It's hard to believe that a year has gone past. I didn't think I could get through one day let alone one year. I miss him everyday. I go to bed wishing that time could be reversed and that awful day had never happened. I wake up wishing he was here, to tell me his silly jokes, just to give me one last hug. To tell me that he loves me and that I am beautiful, even when I feel like crap. He was part of my life for 25 years, for half of my life he walked with me. Now I am alone but not too lonely. The kids keep me going.
This past year has seen a lot of changes. Christopher finished junior high and entered high school, Mikey took charge of our English school and got his drivers license, David has stepped up and helped a lot in the house, Hannah has grown up a lot as well. We have had adventures. Got on the train to Fukuoka, to the big shopping mall and to the big city near here. I learnt a lot about Japanese banks, post offices and the kindness of strangers at the city hall. I also realised how much my husband protected me from the not so nice side of Japan. I lived 21 years in a bubble, my husband took all responsibility for our money, for the kids school, for dealing with all the red tape that goes with living here. I was shocked to find that even the smallest of task took so long and was often frustrated by the silly things I had to go through just to change bank accounts or get my name on the rent agreement!

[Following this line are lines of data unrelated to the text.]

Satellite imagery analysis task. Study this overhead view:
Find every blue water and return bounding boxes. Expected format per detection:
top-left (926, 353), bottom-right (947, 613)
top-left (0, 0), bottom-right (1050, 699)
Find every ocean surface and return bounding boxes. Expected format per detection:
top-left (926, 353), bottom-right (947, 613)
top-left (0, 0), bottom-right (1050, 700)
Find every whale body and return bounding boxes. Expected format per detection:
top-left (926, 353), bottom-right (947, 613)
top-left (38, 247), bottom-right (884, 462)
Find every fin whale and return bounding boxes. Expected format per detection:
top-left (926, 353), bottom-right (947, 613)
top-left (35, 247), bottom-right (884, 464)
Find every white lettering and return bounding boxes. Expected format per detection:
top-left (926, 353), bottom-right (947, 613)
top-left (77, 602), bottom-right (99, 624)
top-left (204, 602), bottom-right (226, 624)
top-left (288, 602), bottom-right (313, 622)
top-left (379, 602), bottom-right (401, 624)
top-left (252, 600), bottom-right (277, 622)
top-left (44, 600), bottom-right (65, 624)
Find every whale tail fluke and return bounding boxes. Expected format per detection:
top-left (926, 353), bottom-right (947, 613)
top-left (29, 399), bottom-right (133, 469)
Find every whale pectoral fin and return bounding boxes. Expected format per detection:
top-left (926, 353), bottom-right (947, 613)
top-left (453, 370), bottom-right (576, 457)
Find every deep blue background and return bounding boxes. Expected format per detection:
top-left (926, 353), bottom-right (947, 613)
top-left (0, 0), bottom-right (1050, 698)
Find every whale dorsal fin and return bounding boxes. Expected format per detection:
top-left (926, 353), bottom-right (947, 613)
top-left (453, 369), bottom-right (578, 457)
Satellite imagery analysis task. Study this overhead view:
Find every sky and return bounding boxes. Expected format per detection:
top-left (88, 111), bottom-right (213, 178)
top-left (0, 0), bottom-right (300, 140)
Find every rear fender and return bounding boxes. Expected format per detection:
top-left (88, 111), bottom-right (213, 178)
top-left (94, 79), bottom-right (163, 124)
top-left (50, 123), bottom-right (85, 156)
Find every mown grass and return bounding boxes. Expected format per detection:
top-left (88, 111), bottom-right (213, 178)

One good thing that has come out of all this heart break is that my kids have really grown up this past year. The older boys no longer have the luxury of messing around, they have become very serious to help out and have made decisions about the running of our English school. Sometimes I have stepped back and let them make the decisions. Part of that was me not being able to cope, part of it was me wanting them to take responsibility!